As I shared with you a few weeks ago, the event that has been the center of our attention has been Emily and Jonathan’s wedding. Many of you expressed some very kind remarks and well wishes for them, and I want you to know that we all appreciate them so much. It was a wonderful day, one that we will all remember for the rest of our lives.

In terms of continuing this story of “Finding Father,” it became apparent that I had reached a place where I needed to pause. Sequentially speaking, I am at a point in the story where finer details of what actually happened to my father in December, 1965 have to be shared. Some of the information surrounding that event has been very challenging for me to process, even though I have had many years to do so.

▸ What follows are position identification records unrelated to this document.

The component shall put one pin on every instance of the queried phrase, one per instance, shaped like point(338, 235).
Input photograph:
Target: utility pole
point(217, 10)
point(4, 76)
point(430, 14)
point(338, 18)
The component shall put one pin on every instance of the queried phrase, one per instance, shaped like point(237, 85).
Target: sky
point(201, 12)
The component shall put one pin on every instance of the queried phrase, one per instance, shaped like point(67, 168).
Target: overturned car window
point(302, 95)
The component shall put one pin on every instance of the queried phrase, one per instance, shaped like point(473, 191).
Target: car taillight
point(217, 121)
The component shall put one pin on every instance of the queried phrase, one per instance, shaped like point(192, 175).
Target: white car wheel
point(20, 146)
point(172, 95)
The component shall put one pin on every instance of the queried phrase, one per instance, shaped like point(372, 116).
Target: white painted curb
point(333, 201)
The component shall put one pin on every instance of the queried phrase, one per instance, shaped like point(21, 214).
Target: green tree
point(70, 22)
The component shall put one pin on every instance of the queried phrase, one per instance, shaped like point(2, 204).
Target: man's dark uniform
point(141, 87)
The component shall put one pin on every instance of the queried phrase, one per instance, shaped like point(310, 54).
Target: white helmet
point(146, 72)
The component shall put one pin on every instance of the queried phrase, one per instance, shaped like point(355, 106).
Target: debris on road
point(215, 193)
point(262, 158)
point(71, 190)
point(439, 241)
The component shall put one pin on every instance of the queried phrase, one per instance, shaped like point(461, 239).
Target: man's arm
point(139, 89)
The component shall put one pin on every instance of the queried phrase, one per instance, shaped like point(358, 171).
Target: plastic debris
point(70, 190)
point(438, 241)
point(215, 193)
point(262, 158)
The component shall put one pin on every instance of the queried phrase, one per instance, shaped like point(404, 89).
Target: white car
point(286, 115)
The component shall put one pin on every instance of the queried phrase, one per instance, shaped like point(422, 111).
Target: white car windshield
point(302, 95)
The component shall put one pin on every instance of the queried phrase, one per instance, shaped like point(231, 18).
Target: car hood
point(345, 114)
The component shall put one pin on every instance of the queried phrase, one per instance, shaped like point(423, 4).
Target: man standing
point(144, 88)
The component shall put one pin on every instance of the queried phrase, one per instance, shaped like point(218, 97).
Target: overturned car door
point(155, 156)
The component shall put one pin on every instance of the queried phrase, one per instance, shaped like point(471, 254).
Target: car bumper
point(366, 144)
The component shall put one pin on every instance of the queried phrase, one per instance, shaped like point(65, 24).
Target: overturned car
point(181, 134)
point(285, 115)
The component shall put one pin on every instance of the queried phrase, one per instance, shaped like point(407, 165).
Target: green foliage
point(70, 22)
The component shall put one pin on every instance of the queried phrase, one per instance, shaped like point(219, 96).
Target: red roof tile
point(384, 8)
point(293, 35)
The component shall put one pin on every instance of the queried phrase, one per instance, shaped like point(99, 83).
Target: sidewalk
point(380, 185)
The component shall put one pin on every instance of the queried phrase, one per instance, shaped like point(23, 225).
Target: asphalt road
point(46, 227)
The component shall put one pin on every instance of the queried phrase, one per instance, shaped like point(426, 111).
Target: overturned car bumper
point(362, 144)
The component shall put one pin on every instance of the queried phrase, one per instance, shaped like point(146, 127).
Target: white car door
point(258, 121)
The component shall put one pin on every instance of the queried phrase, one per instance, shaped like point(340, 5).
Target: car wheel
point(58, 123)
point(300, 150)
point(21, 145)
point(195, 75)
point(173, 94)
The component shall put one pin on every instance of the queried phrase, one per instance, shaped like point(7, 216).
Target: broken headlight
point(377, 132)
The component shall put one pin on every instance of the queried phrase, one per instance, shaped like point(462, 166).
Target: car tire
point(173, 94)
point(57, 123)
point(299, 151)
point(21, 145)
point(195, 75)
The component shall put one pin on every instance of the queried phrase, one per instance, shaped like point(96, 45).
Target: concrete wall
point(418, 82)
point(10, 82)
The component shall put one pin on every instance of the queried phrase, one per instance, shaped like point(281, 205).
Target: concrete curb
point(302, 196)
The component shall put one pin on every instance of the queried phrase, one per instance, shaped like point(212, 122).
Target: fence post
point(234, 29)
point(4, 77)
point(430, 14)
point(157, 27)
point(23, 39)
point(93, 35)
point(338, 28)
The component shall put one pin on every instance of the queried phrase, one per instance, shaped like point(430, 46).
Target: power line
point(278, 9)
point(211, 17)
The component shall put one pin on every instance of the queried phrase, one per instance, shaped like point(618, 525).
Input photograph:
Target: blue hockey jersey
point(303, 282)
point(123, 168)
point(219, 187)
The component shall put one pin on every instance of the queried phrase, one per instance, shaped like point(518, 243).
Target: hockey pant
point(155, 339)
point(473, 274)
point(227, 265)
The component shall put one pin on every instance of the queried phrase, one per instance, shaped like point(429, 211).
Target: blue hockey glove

Revisiting that period of time for the writing of this blog has proved to me more emotional than I thought it would be, and it was important that I make sure I had my emotional and mental bearings right before I proceeded.

Also, I realized that there were some “stones left unturned,” in regard to some of the significant individuals involved. I knew that there was a little more investigation that had to happen before I could sufficiently relay the story. I have spent some time in these last few months doing just that, and I am glad I did, because it greatly affected the story and my personal conclusions concerning what exactly happened.

I look forward in these coming weeks to communicate those events to you – as difficult as the task may be – so that you will have a full and further understanding of my motives for even going on this journey. If it were not important for me, and important for those of you who are sojourners on a similar path, I would not even dare to do so. Even now as I think about the message that is at the end of this journey, I am overcome with emotion. I personally feel that the deepest desire of the human heart is to know that it is loved…more specifically, to know the love of a father. This morning as I ponder the greatest discovery of my own heart, it is very clear that it is the magnificent love and affirmation of the Heavenly Father that has changed my life forever. And I know that the greatest desire of my heart is to reach out to those whose hearts may be hurt and scarred, and to let you know that there is healing…that there is hope…and that there is One who knows that and loves you more than you could ever imagine.

Since it has been some time between posts, I would encourage you to take the time to go back in the archives and refresh your memories on previous events and posts. So when the time comes for the story to continue, the connection that you need will be there. I first began telling this story in July, 2013, so you won’t have too much material to consume.

I would also personally covet your thoughts and prayers. There is a story to be told, however, the tyranny of the urgent can sometimes usurp the process. Pray for not only the right words, but for sufficient time to properly convey them.

Several of you have written during this interim, asking when a new post would appear. I appreciate that interest, and I look forward to sharing my journey with you in these coming months.